Il n'existe pas ou peu de données (moins de 300 grossesses survenues) concernant l'utilisation du risankizumab chez la femme enceinte. Les études chez l'animal n'indiquent pas d'effets délétères directs ou indirects en ce qui concerne la toxicité sur la reproduction. Par mesure de précaution, il est préférable d'éviter l'utilisation du risankizumab pendant la grossesse.

Allaitement

On ne sait pas si le risankizumab est excrété dans le lait maternel. Les IgG humaines sont connues pour être excrétées dans le lait maternel durant les premiers jours qui suivent l'accouchement avant de diminuer pour atteindre de faibles concentrations peu après ; par conséquent, un risque pour le nourrisson allaité durant cette courte période ne peut être exclu. Une décision doit être prise d'interrompre le traitement, ou de s'abstenir de traiter par risankizumab, en prenant en compte le bénéfice de l'allaitement pour l'enfant au regard du bénéfice du traitement par risankizumab pour la femme.

Fertilité

L'effet du risankizumab sur la fertilité humaine n'a pas été évalué. Les études chez l'animal n'indiquent pas d'effets délétères directs ou indirects sur la fertilité.
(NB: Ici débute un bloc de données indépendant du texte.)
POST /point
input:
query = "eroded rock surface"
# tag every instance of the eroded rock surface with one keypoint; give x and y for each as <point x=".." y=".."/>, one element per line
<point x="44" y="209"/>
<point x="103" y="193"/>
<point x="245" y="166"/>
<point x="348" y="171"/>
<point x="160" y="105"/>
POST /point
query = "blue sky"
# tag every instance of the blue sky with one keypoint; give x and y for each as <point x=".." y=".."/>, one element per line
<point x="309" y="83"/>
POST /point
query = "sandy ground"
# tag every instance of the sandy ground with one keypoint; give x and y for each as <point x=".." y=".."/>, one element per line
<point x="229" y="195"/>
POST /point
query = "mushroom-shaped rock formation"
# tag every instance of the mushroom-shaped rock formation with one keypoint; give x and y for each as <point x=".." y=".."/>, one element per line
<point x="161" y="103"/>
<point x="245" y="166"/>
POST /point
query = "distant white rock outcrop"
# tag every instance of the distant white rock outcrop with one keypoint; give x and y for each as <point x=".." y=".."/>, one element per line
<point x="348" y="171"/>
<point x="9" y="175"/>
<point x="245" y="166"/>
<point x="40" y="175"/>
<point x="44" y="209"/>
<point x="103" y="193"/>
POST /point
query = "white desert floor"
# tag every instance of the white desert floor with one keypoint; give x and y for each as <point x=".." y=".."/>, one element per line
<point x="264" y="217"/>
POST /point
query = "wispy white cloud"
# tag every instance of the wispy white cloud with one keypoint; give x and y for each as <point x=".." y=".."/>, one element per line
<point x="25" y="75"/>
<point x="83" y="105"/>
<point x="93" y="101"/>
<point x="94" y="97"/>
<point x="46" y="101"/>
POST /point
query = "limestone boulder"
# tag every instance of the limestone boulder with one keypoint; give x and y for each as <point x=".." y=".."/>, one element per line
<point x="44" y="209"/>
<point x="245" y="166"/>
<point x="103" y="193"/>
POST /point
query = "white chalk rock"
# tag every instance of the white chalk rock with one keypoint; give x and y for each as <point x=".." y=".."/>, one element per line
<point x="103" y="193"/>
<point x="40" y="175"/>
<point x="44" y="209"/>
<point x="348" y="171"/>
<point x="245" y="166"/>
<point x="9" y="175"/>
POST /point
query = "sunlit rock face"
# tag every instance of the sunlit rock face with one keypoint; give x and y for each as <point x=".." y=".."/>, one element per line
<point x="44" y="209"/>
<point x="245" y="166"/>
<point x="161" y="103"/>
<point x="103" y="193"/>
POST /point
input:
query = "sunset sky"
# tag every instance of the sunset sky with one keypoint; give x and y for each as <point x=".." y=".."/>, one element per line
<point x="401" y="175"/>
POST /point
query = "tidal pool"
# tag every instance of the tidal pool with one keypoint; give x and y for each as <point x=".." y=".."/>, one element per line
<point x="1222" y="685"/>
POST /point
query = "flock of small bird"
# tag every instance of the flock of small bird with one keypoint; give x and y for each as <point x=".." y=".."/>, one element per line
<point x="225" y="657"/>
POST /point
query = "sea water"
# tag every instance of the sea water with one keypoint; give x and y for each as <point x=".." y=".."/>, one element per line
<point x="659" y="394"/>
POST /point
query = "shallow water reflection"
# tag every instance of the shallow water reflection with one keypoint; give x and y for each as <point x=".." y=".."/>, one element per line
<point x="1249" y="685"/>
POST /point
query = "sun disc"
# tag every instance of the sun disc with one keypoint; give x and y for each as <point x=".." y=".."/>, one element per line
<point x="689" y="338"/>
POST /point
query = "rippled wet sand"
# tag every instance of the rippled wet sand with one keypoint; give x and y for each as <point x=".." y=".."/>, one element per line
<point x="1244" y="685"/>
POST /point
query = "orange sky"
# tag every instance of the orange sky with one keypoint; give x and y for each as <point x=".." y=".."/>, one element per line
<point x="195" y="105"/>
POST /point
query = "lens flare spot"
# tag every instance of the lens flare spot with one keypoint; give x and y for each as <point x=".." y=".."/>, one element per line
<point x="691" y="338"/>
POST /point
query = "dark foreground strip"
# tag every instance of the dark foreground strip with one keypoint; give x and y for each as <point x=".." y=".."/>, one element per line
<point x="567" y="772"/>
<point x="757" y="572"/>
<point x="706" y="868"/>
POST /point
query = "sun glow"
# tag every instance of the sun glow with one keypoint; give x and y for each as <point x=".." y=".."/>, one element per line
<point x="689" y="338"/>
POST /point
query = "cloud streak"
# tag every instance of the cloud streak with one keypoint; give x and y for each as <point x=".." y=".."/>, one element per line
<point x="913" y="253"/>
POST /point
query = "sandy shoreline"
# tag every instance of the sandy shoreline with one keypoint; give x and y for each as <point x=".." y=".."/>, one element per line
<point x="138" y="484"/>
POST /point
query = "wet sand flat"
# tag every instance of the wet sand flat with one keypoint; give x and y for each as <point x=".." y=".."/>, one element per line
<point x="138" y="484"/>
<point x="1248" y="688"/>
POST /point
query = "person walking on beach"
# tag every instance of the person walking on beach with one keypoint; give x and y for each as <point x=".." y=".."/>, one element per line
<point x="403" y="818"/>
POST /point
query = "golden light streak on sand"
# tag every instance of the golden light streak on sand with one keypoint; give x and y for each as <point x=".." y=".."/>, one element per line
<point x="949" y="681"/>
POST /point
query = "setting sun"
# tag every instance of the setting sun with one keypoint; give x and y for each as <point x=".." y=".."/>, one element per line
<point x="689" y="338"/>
Conduite et utilisation de machines


DCCONDUITE et UTILISATION DE MACHINES 
Risankizumab n'a aucun effet ou un effet négligeable sur l'aptitude à conduire des véhicules et à utiliser des machines.

Surdosage


DCSURDOSAGE 

En cas de surdosage, il est recommandé de surveiller le patient afin de détecter tout signe ou symptôme d'effet indésirable et d'initier immédiatement un traitement symptomatique approprié.

Pharmacodynamie


PPPHARMACODYNAMIE 

Classe pharmacothérapeutique : Immunosuppresseurs, inhibiteurs d'interleukines ; code ATC : L04AC18

Mécanisme d'action

Le risankizumab est un anticorps monoclonal humanisé de type immunoglobuline G1 (IgG1) qui se lie sélectivement et avec une forte affinité à la sous-unité p19 de la cytokine humaine interleukine-23 (IL-23) sans se lier à l'IL-12, ce qui inhibe l'interaction avec le complexe récepteur de l'IL-23. L'IL-23 est une cytokine impliquée dans les réponses immunitaires et inflammatoires. En empêchant la liaison de l'IL-23 à son récepteur, le risankizumab inhibe la voie de signalisation cellulaire de l'IL-23 et la libération des cytokines pro-inflammatoires.

Effets pharmacodynamiques

Lors d'une étude menée chez des patients atteints de psoriasis, l'expression des gènes associés à l'axe IL-23/IL-17 au niveau cutané a été diminuée suite à des doses uniques de risankizumab. Des réductions de l'épaisseur de l'épiderme, de l'infiltration des cellules inflammatoires et de l'expression des marqueurs de la pathologie psoriasique ont également été observées au niveau des lésions psoriasiques.

Efficacité clinique et tolérance

L'efficacité et la tolérance du risankizumab ont été évaluées chez 2 109 patients présentant un psoriasis en plaques modéré à sévère au cours de quatre études multicentriques randomisées en double aveugle (ULTIMMA-1, ULTIMMA-2, IMMHANCE et IMMVENT). Les patients inclus étaient âgés de 18 ans et plus et présentaient un psoriasis en plaques avec une surface corporelle atteinte (SCA) ≥ 10 %, un score sPGA (Static Physician Global Assessment) ≥ 3 dans l'évaluation globale du psoriasis (épaisseur/induration des plaques, érythèmes et desquamation) sur une échelle de sévérité de 0 à 4, un score PASI (Psoriasis Area and Severity Index) ≥ 12 et étaient candidats à un traitement systémique ou à la photothérapie.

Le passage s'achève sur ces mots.